The rules for the Roth 401(k) distributions also differ. Because the tax pain is felt upfront, qualified distributions avoid income taxes. To be considered qualified, a distribution must jump two hurdles. First, money can't be withdrawn tax-free unless the employee is at least 59 1/2, becomes disabled or dies. An employee must also have kept money in the Roth 401(k) for five years.

The new 401(k) does arrive with some irritating ticks. Perhaps the biggest is its uncertain shelf life. The legislation that created the Roth 401(k), as well as many other 2001 tax breaks, is scheduled to expire at the end 2010. If that happens, investors could roll their workplace Roths into a regular Roth IRA when they quit or retire. Until then, the cash would stay in the Roth 401(k) — it just couldn't accept new contributions.

Be Not Afraid

Uncertainty about its longevity, however, shouldn't prevent investors from taking advantage of the new plan, says Lori Lucas, the director of participant research at Hewitt Associates, an employee benefits consulting firm in Lincolnshire, Ill.

“I don't see any downside to putting money in a Roth 401(k), even with the sunset,” she says. “Workers would have the ability to contribute 401(k) money into a tax-free vehicle and it would be grandfathered in.”

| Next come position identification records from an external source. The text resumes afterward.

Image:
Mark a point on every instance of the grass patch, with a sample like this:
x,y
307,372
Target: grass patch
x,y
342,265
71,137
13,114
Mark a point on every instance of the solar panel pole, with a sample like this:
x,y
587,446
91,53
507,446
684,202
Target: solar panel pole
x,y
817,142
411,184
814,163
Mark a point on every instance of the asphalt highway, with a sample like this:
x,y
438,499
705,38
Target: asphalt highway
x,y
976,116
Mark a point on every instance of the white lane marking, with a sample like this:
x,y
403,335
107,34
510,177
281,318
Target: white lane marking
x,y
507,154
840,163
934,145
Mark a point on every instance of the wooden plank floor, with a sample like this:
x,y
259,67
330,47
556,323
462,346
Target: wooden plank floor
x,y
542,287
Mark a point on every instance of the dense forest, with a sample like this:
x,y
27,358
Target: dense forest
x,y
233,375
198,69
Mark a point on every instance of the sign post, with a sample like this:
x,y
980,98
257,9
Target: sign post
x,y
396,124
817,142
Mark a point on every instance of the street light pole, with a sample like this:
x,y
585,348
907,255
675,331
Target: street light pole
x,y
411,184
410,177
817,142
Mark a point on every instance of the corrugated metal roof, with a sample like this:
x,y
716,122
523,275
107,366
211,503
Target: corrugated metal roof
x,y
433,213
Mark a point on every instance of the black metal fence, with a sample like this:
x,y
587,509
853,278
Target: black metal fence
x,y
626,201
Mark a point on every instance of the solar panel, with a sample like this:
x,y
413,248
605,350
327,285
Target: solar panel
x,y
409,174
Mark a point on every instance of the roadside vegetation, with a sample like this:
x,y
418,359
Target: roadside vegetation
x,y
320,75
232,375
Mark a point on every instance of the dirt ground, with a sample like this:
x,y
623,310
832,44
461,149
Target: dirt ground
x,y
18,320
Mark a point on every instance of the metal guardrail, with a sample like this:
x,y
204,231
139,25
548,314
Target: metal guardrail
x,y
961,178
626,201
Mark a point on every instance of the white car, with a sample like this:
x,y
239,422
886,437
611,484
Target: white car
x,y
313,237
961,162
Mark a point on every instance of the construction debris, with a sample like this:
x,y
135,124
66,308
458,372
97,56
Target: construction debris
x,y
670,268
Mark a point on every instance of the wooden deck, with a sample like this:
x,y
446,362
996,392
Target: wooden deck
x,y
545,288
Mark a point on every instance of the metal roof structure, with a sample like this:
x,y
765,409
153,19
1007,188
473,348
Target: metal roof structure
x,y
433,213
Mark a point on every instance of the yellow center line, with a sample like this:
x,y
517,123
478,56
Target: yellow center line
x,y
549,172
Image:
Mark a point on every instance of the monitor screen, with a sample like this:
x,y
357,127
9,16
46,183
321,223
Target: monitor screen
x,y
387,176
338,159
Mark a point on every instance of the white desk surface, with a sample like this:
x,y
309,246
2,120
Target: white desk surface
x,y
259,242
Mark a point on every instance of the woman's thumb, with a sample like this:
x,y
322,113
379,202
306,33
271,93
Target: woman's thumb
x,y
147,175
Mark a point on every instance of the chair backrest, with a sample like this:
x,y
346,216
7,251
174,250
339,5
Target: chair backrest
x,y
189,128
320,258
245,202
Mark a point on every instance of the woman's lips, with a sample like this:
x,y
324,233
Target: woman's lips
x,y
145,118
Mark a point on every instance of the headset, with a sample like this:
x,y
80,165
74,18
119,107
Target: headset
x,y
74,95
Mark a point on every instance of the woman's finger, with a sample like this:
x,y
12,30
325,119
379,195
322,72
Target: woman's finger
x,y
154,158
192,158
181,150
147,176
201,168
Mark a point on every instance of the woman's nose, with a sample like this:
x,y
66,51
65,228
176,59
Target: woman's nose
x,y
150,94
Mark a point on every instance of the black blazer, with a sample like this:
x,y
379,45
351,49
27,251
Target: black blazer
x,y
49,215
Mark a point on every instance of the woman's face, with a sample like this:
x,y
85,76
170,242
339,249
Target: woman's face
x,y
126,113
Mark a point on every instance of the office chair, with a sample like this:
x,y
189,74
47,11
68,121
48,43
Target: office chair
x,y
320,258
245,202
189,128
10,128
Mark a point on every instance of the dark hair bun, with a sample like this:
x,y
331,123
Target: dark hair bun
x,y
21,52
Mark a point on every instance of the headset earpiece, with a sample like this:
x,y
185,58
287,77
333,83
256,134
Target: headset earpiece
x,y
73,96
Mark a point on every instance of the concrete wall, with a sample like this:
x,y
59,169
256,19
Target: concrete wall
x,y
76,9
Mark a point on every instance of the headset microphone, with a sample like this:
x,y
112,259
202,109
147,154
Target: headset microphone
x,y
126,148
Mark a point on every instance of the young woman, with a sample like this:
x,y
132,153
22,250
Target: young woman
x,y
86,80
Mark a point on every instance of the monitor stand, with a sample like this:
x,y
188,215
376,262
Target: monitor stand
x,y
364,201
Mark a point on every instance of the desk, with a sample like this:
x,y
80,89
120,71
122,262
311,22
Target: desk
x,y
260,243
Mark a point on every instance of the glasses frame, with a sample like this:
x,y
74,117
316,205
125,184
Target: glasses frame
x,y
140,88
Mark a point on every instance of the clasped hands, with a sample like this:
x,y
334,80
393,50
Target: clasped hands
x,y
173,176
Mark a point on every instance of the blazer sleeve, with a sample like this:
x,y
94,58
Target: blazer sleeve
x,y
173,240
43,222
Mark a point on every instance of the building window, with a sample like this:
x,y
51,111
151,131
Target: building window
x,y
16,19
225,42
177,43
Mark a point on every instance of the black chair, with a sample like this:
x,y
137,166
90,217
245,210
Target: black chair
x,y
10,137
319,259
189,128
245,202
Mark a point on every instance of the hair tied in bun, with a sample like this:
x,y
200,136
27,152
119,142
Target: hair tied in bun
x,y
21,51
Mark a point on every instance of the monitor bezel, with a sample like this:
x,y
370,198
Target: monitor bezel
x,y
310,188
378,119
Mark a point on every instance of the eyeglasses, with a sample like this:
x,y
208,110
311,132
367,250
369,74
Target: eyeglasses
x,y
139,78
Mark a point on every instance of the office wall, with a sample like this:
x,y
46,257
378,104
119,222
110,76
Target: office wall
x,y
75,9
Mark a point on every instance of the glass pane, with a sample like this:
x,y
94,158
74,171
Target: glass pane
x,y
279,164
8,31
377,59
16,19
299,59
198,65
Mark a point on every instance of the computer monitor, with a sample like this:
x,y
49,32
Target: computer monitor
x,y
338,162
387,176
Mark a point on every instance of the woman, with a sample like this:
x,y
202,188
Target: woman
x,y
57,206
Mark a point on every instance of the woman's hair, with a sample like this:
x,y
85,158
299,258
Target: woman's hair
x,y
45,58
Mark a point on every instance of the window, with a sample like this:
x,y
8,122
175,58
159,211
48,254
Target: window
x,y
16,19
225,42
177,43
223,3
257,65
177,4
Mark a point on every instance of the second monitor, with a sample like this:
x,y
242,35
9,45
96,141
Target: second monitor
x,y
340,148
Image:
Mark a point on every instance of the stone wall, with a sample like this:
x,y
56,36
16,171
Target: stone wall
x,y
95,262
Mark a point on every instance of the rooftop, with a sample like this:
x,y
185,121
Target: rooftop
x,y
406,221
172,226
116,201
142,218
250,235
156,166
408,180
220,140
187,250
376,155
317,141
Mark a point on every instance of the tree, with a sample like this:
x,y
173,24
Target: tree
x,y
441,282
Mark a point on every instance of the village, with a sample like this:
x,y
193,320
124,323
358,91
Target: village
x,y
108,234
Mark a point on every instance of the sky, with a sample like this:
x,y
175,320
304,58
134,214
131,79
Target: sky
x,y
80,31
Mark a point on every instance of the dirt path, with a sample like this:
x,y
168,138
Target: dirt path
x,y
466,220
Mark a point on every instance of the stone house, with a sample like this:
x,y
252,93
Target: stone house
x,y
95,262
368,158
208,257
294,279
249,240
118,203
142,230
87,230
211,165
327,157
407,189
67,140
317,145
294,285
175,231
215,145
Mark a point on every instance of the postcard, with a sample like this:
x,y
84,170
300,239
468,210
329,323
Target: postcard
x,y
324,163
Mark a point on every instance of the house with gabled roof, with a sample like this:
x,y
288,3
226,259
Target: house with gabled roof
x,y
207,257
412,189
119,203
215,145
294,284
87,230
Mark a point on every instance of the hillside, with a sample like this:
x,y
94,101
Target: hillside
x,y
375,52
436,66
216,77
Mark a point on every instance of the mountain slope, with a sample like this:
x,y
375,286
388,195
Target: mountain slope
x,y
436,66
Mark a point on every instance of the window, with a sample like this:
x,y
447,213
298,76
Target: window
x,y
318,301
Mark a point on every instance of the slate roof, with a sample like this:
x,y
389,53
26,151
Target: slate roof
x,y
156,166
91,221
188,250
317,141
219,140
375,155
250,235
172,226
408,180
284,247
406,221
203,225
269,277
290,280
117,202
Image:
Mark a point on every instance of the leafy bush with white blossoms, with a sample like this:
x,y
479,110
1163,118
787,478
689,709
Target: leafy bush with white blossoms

What's also unclear is how many employers will roll out the new 401(k). Hewitt Associates conducted a survey late last year that revealed 35 percent of employers are very or somewhat likely to launch a Roth 401(k). Many of the corporate trailblazers that intend to offer the new 401(k) next year, Lucas says, are in the financial services industry, or are companies with financially savvy employees.

The new Roth retirement plan has the potential to expand a broker's business. “If you are prospecting, the Roth 401(k) could be a door opener,” says Thomas Lanahan, who is president of 401kQuote.com, which is a retirement plan consulting firm that specializes in evaluating retirement plans. The key is selling a corporation or business owner on the merits of this latest retirement plan, Milberg says. “The broker should focus on the business owner. That's who the Roth, hands down, very clearly benefits.”

If you are already selling workplace retirement plans, you need to educate the employers on the intricacies of the Roth 401(k), Lanahan says. In addition, you can share information with employees about the Roth 401(k) when you hold annual or semiannual educational meetings.

Meanwhile, plan vendors will be doing the heavy lifting by developing record keeping for the new Roth. Many vendors are also developing software that will help workers decide whether they should embrace their newest workplace option.